O recurso foi apresentado nesta terça-feira (10) pela Advocacia do Senado e pede que o ministro reconsidere a decisão que suspendeu medidas aprovadas pela CPMI do INSS. Entre os pedidos de quebra de sigilo está o de Fábio Luís Lula da Silva, conhecido como Lulinha, filho do presidente Luiz Inácio Lula da Silva.
Na última quarta-feira (4), Dino determinou a suspensão do requerimento aprovado contra Lulinha. O ministro argumentou que medidas como quebra de sigilo não podem ser aprovadas por votação simbólica ou em bloco no colegiado.
Segundo ele, embora comissões parlamentares de inquérito possuam poderes de investigação semelhantes aos de autoridades judiciais, esses poderes não são absolutos e precisam respeitar limites formais e legais.
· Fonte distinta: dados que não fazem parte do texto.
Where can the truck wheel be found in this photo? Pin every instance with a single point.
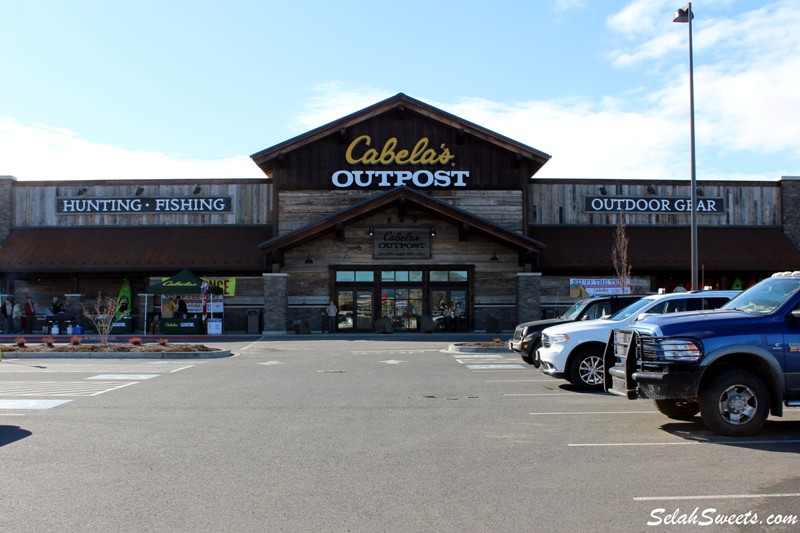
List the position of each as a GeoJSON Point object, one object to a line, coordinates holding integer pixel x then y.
{"type": "Point", "coordinates": [586, 371]}
{"type": "Point", "coordinates": [531, 357]}
{"type": "Point", "coordinates": [677, 408]}
{"type": "Point", "coordinates": [735, 404]}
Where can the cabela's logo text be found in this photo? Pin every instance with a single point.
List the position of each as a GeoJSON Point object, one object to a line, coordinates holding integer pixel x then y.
{"type": "Point", "coordinates": [361, 152]}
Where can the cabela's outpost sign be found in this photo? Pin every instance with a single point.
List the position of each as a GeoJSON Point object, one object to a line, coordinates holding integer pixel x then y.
{"type": "Point", "coordinates": [361, 152]}
{"type": "Point", "coordinates": [393, 243]}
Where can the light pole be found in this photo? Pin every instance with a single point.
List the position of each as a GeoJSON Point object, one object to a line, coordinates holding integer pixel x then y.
{"type": "Point", "coordinates": [684, 15]}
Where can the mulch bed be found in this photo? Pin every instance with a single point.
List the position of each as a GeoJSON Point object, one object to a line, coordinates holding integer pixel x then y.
{"type": "Point", "coordinates": [43, 348]}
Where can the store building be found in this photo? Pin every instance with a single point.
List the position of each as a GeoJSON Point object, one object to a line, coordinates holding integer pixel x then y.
{"type": "Point", "coordinates": [396, 213]}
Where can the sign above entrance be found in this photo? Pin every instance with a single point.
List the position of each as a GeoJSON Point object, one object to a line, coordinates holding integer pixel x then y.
{"type": "Point", "coordinates": [599, 204]}
{"type": "Point", "coordinates": [401, 243]}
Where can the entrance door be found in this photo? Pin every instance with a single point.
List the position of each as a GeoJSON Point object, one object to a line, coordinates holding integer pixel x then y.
{"type": "Point", "coordinates": [403, 306]}
{"type": "Point", "coordinates": [355, 310]}
{"type": "Point", "coordinates": [448, 307]}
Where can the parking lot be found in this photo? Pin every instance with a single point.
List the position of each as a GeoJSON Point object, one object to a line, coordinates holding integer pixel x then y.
{"type": "Point", "coordinates": [368, 435]}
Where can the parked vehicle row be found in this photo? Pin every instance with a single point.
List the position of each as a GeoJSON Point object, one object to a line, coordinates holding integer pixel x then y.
{"type": "Point", "coordinates": [527, 336]}
{"type": "Point", "coordinates": [734, 366]}
{"type": "Point", "coordinates": [575, 351]}
{"type": "Point", "coordinates": [732, 357]}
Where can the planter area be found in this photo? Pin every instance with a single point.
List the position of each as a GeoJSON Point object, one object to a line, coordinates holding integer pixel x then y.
{"type": "Point", "coordinates": [111, 351]}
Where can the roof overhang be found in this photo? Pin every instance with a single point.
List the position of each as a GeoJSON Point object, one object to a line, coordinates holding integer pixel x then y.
{"type": "Point", "coordinates": [404, 197]}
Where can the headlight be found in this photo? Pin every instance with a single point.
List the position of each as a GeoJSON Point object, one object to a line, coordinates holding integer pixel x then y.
{"type": "Point", "coordinates": [680, 350]}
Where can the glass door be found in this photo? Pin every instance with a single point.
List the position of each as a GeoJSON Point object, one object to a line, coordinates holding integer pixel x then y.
{"type": "Point", "coordinates": [355, 310]}
{"type": "Point", "coordinates": [448, 308]}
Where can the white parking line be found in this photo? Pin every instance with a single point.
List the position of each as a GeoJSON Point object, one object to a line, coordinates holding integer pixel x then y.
{"type": "Point", "coordinates": [599, 413]}
{"type": "Point", "coordinates": [717, 497]}
{"type": "Point", "coordinates": [551, 380]}
{"type": "Point", "coordinates": [680, 443]}
{"type": "Point", "coordinates": [31, 404]}
{"type": "Point", "coordinates": [495, 367]}
{"type": "Point", "coordinates": [58, 388]}
{"type": "Point", "coordinates": [545, 394]}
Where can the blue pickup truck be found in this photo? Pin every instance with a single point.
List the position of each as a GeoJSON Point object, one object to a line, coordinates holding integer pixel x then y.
{"type": "Point", "coordinates": [734, 365]}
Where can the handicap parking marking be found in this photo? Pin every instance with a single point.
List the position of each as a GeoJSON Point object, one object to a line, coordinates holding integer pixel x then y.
{"type": "Point", "coordinates": [59, 388]}
{"type": "Point", "coordinates": [31, 404]}
{"type": "Point", "coordinates": [124, 377]}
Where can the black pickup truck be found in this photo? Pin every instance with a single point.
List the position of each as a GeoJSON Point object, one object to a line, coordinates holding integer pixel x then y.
{"type": "Point", "coordinates": [734, 365]}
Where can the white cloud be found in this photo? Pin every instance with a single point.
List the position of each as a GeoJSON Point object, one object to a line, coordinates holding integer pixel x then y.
{"type": "Point", "coordinates": [42, 152]}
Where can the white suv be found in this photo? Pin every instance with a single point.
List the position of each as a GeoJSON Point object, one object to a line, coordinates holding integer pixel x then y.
{"type": "Point", "coordinates": [574, 351]}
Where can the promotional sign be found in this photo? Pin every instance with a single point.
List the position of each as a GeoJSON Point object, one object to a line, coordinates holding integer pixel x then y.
{"type": "Point", "coordinates": [584, 288]}
{"type": "Point", "coordinates": [399, 243]}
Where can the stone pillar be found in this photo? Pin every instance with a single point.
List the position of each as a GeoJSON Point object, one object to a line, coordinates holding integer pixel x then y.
{"type": "Point", "coordinates": [276, 303]}
{"type": "Point", "coordinates": [529, 296]}
{"type": "Point", "coordinates": [790, 215]}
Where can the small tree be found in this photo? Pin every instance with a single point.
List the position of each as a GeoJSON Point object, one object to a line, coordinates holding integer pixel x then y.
{"type": "Point", "coordinates": [619, 255]}
{"type": "Point", "coordinates": [102, 315]}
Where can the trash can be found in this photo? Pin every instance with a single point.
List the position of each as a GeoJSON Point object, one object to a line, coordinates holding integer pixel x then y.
{"type": "Point", "coordinates": [253, 321]}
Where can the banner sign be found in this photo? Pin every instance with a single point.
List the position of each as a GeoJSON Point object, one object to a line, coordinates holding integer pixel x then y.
{"type": "Point", "coordinates": [228, 285]}
{"type": "Point", "coordinates": [603, 204]}
{"type": "Point", "coordinates": [583, 287]}
{"type": "Point", "coordinates": [84, 206]}
{"type": "Point", "coordinates": [394, 243]}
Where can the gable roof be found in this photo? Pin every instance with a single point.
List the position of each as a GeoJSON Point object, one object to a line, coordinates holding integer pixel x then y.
{"type": "Point", "coordinates": [468, 222]}
{"type": "Point", "coordinates": [265, 159]}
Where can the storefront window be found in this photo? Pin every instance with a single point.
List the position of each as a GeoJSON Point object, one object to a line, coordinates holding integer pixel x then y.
{"type": "Point", "coordinates": [365, 276]}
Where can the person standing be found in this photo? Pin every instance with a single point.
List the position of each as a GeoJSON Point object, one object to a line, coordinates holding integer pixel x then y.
{"type": "Point", "coordinates": [16, 313]}
{"type": "Point", "coordinates": [331, 311]}
{"type": "Point", "coordinates": [30, 314]}
{"type": "Point", "coordinates": [8, 315]}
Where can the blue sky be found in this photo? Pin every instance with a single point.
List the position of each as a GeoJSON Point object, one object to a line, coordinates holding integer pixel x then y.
{"type": "Point", "coordinates": [154, 89]}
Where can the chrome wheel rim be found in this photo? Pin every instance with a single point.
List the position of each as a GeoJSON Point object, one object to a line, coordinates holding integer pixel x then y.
{"type": "Point", "coordinates": [591, 370]}
{"type": "Point", "coordinates": [738, 404]}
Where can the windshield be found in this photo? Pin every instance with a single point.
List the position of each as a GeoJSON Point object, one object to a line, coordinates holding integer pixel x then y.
{"type": "Point", "coordinates": [765, 297]}
{"type": "Point", "coordinates": [572, 312]}
{"type": "Point", "coordinates": [631, 309]}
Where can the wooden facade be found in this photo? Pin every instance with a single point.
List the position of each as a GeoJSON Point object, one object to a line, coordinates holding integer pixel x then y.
{"type": "Point", "coordinates": [497, 240]}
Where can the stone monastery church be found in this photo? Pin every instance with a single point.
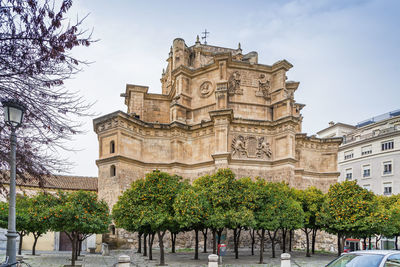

O ministro destacou ainda que a jurisprudência do STF exige fundamentação específica e individualizada para autorizar a quebra de sigilos bancário, fiscal ou telefônico, por se tratar de uma medida excepcional que afeta direitos fundamentais.
Além de Lulinha, o recurso também pede o restabelecimento da quebra de sigilo da empresária Roberta Luchsinger.
De acordo com o presidente da comissão, o senador Carlos Viana (Podemos-MG), o objetivo do recurso é permitir que o ministro reavalie a decisão. Caso isso não ocorra, a CPMI solicita que o julgamento do mérito seja priorizado na Primeira Turma do STF.